Les astronomes, pour déterminer la durée du jour, notent le passage d’une étoile (c’est-à-dire un point infiniment éloigné) au méridien d’un lieu et il y a toujours entre les deux passages un nombre fixe de 86 165 secondes (environ) ; or, ce temps donne 23 heures 56 minutes 4 secondes, qui est la durée exacte de rotation de la Terre.
Il s’ensuit donc qu’il y a par an 366 rotations un quart de la Terre et qu’il n’y a que 365 jours un quart ; la Terre tourne par an une fois pour rien !
Dès maintenant on comprend que le canon du Palais-Royal ne puisse donner l’heure exacte et bien fous ceux qui vont là régler leur montre.
En 1908, quatre fois seulement, le midi vrai sera presque en concordance avec le midi moyen civil.
Ce sont les

  • 15 avril, différence 6 secondes (le temps civil sera de midi 6 secondes)
  • 14 juin - 3 - (temps civil : 11h. 59M. 57s.)
  • 1er septembre - 26/100 de sec. - (temps civil : midi)
  • 21 décembre - 2 secondes - (temps civil : 11h. 59m. 58s.)

Donc, si vers ces dates vous passez par le Palais-Royal et qu’il fasse beau et que le canon parte, votre montre devra indiquer les heures que nous avons mises entre parenthèses.
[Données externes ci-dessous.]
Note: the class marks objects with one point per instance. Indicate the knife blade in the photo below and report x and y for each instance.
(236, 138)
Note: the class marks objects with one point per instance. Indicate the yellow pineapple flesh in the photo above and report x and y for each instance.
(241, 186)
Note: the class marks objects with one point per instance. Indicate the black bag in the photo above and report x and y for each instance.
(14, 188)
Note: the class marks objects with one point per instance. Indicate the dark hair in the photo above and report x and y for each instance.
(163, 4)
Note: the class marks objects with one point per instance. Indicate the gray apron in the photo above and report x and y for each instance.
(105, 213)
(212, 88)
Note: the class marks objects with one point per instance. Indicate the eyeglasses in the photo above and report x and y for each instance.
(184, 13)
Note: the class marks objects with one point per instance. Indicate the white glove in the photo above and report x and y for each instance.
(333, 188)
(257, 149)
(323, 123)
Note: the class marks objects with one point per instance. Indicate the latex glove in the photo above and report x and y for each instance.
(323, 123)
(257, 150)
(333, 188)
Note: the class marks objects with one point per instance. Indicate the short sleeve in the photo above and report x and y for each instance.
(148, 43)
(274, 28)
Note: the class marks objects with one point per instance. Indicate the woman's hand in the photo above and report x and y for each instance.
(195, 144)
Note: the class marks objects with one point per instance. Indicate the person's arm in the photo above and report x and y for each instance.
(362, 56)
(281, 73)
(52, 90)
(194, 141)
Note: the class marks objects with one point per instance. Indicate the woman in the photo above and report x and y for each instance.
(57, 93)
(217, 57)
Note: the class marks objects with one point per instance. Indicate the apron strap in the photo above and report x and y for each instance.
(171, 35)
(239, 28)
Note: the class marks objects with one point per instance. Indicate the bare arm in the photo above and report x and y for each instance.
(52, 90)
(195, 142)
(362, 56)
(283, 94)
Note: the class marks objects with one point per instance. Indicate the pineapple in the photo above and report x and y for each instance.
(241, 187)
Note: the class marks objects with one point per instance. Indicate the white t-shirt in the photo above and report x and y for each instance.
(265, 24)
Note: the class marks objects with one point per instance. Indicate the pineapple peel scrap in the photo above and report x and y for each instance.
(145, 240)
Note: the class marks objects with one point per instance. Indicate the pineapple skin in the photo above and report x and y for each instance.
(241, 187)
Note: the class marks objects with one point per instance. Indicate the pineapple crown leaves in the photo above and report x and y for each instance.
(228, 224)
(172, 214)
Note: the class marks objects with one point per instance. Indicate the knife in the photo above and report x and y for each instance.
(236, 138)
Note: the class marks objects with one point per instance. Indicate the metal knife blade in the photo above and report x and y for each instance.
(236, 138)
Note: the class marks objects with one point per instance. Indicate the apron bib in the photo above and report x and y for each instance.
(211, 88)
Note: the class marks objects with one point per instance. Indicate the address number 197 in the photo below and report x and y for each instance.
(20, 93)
Le canon du Palais-Royal se compose du canon sur la lumière duquel on dépose une matière inflammable ; une lentille bi-convexe est disposée de façon qu’elle concentre les rayons lumineux du soleil au moment où celui-ci a son centre sur l’axe de la lentille, lequel est parallèle au méridien de Paris. La matière prend feu et l’ignition se communiquant à la charge, le coup part au midi vrai.
Encore une illusion que j’enlève aux braves bourgeois, qui ne manqueraient pas de consulter l’heure au célèbre canon, mais ils m’en sauront gré, je l’espère, pour le peu de vérité que je leur apporte.